The ultimate question is the nature of the ownership of this land and the men who claim it and profit off of it.  There is a kind of irrelevance here as to whether a single man in this line of descent is “good” or “bad” (we must see, by comparison, Matt King as “better” than most in the family).  What right has a single man or men to dispose of land for pecuniary gain?   What right is there to this “right” of ownership at all?

Finally, the movie caused me to consider this from Paine’s Common Sense, “Of Monarchy and Hereditary Succession.”

MANKIND being originally equals in the order of creation, the equality could only be destroyed by some subsequent circumstance: the distinctions of rich and poor may in a great measure be accounted for, and that without having recourse to the harsh ill-sounding names of oppression and avarice. Oppression is often the CONSEQUENCE, but seldom or never the MEANS of riches; and tho’ avarice will preserve a man from being necessitously poor, it generally makes him too timorous to be wealthy.

But there is another and great distinction for which no truly natural or religious reason can be assigned, and that is the distinction of men into KINGS and SUBJECTS. Male and female are the distinctions of nature, good and bad the distinctions of Heaven; but how a race of men came into the world so exalted above the rest, and distinguished like some new species, is worth inquiring into, and whether they are the means of happiness or of misery to mankind….

To the evil of monarchy we have added that of hereditary succession; and as the first is a degradation and lessening of ourselves, so the second, claimed as a matter of right, is an insult and imposition on posterity. For all men being originally equals, no one by birth could have a right to set up his own family in perpetual preference to all others for ever, and tho’ himself might deserve some decent degree of honours of his contemporaries, yet his descendants might be far too unworthy to inherit them.

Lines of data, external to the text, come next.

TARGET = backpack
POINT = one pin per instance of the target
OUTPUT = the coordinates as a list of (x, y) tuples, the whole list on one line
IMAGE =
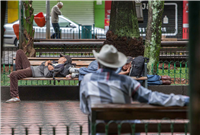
[(137, 66)]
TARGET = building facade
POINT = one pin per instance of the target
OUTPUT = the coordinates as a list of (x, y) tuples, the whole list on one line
[(89, 12)]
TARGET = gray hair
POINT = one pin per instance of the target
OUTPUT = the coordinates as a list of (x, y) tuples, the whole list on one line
[(60, 4)]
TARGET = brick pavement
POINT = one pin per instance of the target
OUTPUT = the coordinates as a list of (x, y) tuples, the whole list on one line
[(48, 113)]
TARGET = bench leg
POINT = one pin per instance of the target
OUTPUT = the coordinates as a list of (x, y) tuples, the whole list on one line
[(93, 123)]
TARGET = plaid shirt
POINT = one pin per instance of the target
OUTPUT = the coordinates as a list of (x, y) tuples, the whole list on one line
[(106, 86)]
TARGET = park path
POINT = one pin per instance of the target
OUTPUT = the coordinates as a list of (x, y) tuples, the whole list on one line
[(47, 113)]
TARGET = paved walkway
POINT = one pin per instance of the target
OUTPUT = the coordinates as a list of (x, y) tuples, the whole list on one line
[(45, 114), (49, 114)]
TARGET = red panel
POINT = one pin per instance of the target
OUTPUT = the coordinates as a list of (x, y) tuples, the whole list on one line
[(185, 20)]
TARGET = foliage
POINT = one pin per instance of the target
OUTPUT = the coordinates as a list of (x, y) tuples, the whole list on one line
[(28, 29), (153, 36)]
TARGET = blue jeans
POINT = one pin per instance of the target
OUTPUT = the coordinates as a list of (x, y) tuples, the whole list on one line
[(56, 28), (154, 80)]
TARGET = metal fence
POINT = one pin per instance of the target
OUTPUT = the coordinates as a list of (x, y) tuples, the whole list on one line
[(91, 32), (81, 129)]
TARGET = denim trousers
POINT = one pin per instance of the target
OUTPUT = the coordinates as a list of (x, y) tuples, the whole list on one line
[(154, 80), (57, 30)]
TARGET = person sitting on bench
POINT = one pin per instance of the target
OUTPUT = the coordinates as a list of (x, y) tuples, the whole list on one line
[(106, 86), (24, 69)]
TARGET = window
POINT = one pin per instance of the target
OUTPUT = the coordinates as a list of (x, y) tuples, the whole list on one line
[(63, 22)]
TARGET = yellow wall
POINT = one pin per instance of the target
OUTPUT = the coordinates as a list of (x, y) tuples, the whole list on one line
[(12, 10)]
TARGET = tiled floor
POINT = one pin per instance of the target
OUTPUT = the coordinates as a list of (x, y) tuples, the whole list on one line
[(47, 114)]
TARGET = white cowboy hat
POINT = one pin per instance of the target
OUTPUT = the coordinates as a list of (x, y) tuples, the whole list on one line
[(110, 57)]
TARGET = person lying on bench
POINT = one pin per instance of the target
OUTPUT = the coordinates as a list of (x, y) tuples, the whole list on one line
[(151, 79), (106, 86), (46, 69)]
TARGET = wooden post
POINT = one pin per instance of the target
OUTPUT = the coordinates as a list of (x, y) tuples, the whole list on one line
[(47, 19), (194, 65)]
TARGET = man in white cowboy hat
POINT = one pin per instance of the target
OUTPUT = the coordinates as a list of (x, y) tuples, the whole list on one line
[(105, 86)]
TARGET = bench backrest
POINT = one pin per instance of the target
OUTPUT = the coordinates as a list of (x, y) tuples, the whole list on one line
[(137, 111), (80, 62)]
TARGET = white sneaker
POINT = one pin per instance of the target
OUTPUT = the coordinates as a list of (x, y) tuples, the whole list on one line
[(13, 100), (74, 70)]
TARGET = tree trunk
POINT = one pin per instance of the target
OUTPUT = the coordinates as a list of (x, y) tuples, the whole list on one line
[(153, 36), (27, 44), (124, 30)]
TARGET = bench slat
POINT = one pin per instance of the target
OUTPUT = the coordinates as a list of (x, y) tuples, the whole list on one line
[(62, 78), (44, 78), (78, 63), (140, 127), (133, 106), (56, 58)]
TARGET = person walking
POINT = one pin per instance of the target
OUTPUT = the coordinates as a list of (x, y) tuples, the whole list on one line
[(55, 11)]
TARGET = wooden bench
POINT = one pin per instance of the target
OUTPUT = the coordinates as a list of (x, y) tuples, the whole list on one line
[(152, 117), (80, 62)]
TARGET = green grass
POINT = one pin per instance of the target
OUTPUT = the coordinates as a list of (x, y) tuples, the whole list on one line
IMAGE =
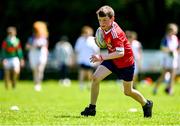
[(60, 105)]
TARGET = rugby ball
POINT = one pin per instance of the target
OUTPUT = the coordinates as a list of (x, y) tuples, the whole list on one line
[(99, 38)]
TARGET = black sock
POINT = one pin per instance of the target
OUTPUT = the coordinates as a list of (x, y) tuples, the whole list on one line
[(92, 106)]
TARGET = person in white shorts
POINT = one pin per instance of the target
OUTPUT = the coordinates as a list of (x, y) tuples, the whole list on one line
[(137, 52), (169, 47), (38, 52), (12, 56), (85, 46)]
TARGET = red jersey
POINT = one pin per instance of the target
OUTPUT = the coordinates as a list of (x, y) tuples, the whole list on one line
[(114, 38)]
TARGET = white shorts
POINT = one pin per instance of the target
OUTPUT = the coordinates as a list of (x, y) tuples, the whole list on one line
[(12, 64), (170, 62)]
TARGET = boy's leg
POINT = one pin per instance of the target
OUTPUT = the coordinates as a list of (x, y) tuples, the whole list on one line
[(136, 95), (159, 81), (100, 73), (7, 78)]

One of the strongest natural proofs of the folly of hereditary right in Kings, is that nature disapproves it, otherwise she would not so frequently turn it into ridicule, by giving mankind an ASS FOR A LION.

Secondly, as no man at first could possess any other public honors than were bestowed upon him, so the givers of those honors could have no power to give away the right of posterity, and though they might say “We choose you for our head,” they could not without manifest injustice to their children say “that your children and your children’s children shall reign over ours forever.” Because such an unwise, unjust, unnatural compact might (perhaps) in the next succession put them under the government of a rogue or a fool. Most wise men in their private sentiments have ever treated hereditary right with contempt; yet it is one of those evils which when once established is not easily removed: many submit from fear, others from superstition, and the more powerful part shares with the king the plunder of the rest.

It is this passage from Paine that to me is the presiding philosophy behind this movie.

It is extremely subtle and it is a somewhat sneaky presentation in that this very political content is hidden within a very routine family drama.

I think that the movie is finally about a man slowly learning to think of his life in the same way one might think of this movie and think of Paine’s text: as if one were only just now coming out of one’s own comatose way of living to discover the necessity of an active participation by employing a kind of common sense.